This recipe has been a McCoy family tradition for a couple of generations now. I’m not sure whether these are really eaten in Scotland, but they used to sell them from a roadside stand back in the 1940s, in the part of Harmarville, PA which now hosts a fast-food strip. This is infinitely better and more comforting than fast food, and if you use store-bought pie crusts (because, let’s face it, it’s December and you are busy) it’s really easy, too. This is good hot, but it’s far better if you eat it cold after letting it sit for a day. It also works beautifully with gluten-free pie crusts. And kids love it– or at least I did when I was a kid, and I was really picky. Click below for the recipe according to my mom.
Scottish Meat Pie
2 pie crusts (your own recipe, or store-bought)
1 lb ground beef
2 medium waxy potatoes (you’ll really use about 1 and 1/2)
1 small onion
salt and pepper
Preheat your oven to 350 degrees F. Grate the potatoes with a cheese grater. Chop the onion and carrot into small pieces, and pulse them in the food processor until they are finely chopped (but not puréed). Mix in a bowl. You should have twice as much potato as you have onion-carrot mixture. Add the meat and mix together with your hands. Don’t squish it too hard– you want a loose mixture. Add salt and pepper liberally.
Roll out a pie crust and put it into a pie pan. Add the meat mixture. Make sure not to pack it tightly– it’s better to leave some out than to pack it too tightly. Pour in 1/4 cup cold water. Then add the top crust. Pinch the edges so that you have a sealed crust. Score the top of the pie several times so that steam can escape. The meat is being steamed during the baking process, so you want to give it a few vents!
Now take some strips of aluminum foil and fold it over the rim of the pan so that it covers the outer pie crust– it’s going to be in the oven for a while and you don’t want it to burn.
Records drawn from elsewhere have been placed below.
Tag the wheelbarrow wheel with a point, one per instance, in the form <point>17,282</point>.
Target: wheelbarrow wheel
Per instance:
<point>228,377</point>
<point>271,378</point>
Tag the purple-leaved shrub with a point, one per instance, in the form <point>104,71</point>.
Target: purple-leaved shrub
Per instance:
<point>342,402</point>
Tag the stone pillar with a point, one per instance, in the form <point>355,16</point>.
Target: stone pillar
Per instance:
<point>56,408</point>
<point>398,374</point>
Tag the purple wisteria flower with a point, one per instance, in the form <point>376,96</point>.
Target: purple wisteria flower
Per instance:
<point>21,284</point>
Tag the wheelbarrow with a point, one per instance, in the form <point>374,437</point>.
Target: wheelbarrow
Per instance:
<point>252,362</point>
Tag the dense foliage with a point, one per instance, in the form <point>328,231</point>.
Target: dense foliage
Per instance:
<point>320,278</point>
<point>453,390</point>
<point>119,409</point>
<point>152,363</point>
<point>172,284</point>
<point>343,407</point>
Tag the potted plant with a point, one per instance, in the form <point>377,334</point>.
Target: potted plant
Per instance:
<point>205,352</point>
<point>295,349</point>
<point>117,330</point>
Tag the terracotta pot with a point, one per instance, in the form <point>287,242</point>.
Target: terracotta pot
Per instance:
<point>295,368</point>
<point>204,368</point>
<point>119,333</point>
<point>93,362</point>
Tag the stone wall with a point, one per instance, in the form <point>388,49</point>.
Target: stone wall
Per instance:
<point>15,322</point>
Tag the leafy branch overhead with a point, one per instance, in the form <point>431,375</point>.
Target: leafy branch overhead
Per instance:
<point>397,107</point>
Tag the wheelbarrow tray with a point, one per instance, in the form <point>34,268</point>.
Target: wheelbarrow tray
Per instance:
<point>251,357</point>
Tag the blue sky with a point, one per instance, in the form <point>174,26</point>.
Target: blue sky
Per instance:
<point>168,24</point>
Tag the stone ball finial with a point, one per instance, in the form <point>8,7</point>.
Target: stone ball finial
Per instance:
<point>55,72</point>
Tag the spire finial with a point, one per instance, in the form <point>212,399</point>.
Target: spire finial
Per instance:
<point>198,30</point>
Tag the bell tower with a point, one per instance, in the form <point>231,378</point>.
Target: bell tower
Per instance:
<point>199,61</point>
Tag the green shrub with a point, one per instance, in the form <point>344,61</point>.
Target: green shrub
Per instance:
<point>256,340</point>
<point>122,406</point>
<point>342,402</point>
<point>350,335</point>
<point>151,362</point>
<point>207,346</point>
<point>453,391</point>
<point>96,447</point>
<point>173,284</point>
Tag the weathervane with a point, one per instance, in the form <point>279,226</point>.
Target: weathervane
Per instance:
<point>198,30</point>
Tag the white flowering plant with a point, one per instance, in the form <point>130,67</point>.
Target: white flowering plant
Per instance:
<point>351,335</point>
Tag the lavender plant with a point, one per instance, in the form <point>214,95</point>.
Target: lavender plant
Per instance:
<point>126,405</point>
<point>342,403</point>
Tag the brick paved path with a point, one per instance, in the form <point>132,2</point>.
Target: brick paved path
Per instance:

Bake at 350 for 45 minutes, checking periodically. After 45 minutes are over, take off the foil. Beat the egg in a bowl and brush it over the pie (not the crusts, just the middle) to get a nice shiny brown crust. Then put it back in the oven for a few minutes to brown, watching like a hawk to make sure the crusts don’t burn.
Remove pie and allow to cool. Serve immediately or, for best results, allow to cool overnight, then refrigerate and eat the next day.
I wish I still had a camera, because this pie came out looking beautiful. I haven’t tasted it yet– it’s for our office Christmas party tomorrow. By the way, there’s a lot of room for experimentation with this pie’s filling– if you come across something particularly good, please let me know!